Repenser l’individualisation des droits
En 2013, la loi Taubira ouvre le mariage à tous les couples, hétérosexuels ou homosexuels, et s’accompagne de débats enflammés. Pour les lesbiennes féministes, cette réforme, présentée abusivement comme un grand pas vers l’égalité, amène tout au plus une égalité entre couples hétérosexuels et couples homosexuels, mais ne fait pas réellement avancer l’égalité entre individu-e-s .
En effet, l’ouverture au mariage donne accès à des avantages jusque-là réservés aux couples hétérosexuels (transmission patrimoniale, protection sociale, pension de réversion, etc.). La dissymétrie des droits entre couples et personnes vivant de façon autonome (célibataire) s’en est trouvée renforcée.

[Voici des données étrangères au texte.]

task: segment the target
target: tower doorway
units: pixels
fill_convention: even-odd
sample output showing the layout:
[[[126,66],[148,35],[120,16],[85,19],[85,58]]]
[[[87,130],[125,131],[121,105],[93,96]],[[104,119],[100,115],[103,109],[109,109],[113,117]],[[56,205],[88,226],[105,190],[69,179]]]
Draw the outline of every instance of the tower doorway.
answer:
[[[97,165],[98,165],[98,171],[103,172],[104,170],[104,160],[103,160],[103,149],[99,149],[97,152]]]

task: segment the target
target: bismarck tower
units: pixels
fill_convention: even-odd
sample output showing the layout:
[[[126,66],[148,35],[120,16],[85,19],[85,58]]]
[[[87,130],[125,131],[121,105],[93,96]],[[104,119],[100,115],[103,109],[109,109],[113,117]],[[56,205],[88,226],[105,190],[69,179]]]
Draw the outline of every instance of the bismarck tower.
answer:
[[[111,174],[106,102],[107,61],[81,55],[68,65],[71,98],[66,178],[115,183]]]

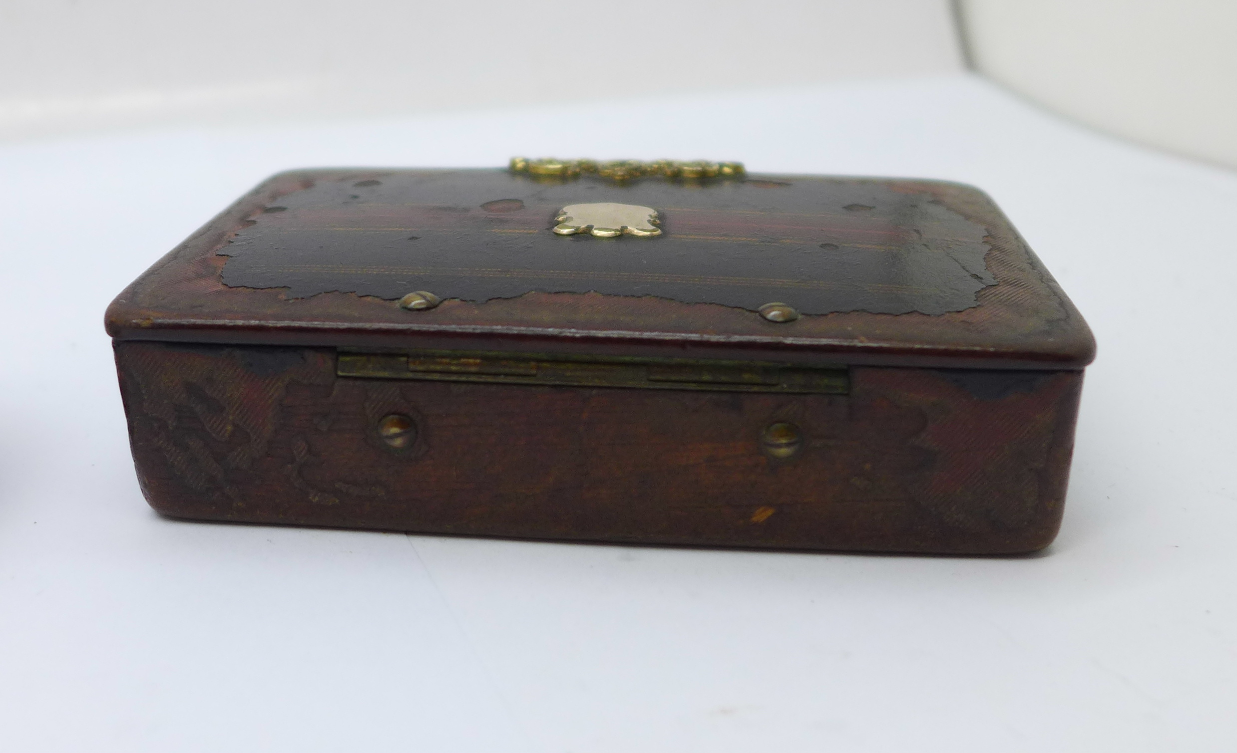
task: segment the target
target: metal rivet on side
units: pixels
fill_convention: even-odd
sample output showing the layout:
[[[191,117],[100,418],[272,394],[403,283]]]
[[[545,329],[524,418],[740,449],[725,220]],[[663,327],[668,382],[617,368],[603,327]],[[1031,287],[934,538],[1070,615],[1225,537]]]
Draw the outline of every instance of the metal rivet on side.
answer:
[[[403,413],[390,413],[379,419],[379,436],[396,450],[417,441],[417,424]]]
[[[794,321],[799,318],[799,312],[788,307],[784,303],[766,303],[760,308],[761,317],[764,317],[774,324],[785,324],[787,321]]]
[[[400,299],[400,308],[409,312],[424,312],[437,307],[443,299],[427,291],[416,291]]]
[[[761,432],[761,446],[769,457],[783,460],[799,451],[803,446],[803,434],[794,424],[785,422],[769,424]]]

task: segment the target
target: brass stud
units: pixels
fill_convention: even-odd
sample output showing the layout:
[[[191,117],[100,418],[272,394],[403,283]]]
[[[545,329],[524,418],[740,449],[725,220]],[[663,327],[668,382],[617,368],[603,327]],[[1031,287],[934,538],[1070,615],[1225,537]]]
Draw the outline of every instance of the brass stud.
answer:
[[[379,436],[387,446],[403,450],[417,441],[417,424],[403,413],[391,413],[379,420]]]
[[[443,299],[427,291],[416,291],[400,299],[400,308],[409,312],[424,312],[437,307]]]
[[[799,451],[803,446],[803,434],[799,427],[778,422],[764,427],[761,432],[761,446],[769,457],[784,460]]]
[[[766,303],[760,308],[761,317],[764,317],[768,321],[774,324],[785,324],[787,321],[794,321],[799,318],[799,312],[788,307],[784,303]]]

Ce constat conduisait naturellement à repenser l’égalité en interrogeant nos systèmes de droits civils, sociaux et fiscaux, encore largement entachés de familialisme, considérant non pas l’individu, mais son statut familial ou conjugal et rejetant les personnes, et surtout les femmes, dans la dépendance. La CLF a ainsi relancé la question des « droits propres », question débattue par les mouvements féministes dans les années 1970, mais quelque peu oubliée, en portant cette réflexion dans les cercles et colloques féministes. Revendiquer des « droits propres », c’est-à-dire non liés à un statut comme le sont les « droits dérivés », c’est en effet revendiquer des droits universels pour tout individu-e.
Construire une réflexion féministe sur le sujet devient d’autant plus impératif que des organisations de droite comme de gauche évoquent le revenu universel d’existence, une forme de droit propre, comme l’une des avancées possibles de nos sociétés. Or, à l’examen, cette préconisation s’avère davantage une fausse bonne idée qu’un réel progrès social. Sur ce sujet très complexe, la vigilance s’impose. Nous savons que toute avancée vers les droits propres ne peut que s’inscrire dans le cadre d’une société solidaire, et non dans une société libérale, en ré-évaluant l’ensemble de nos systèmes sociaux et fiscaux.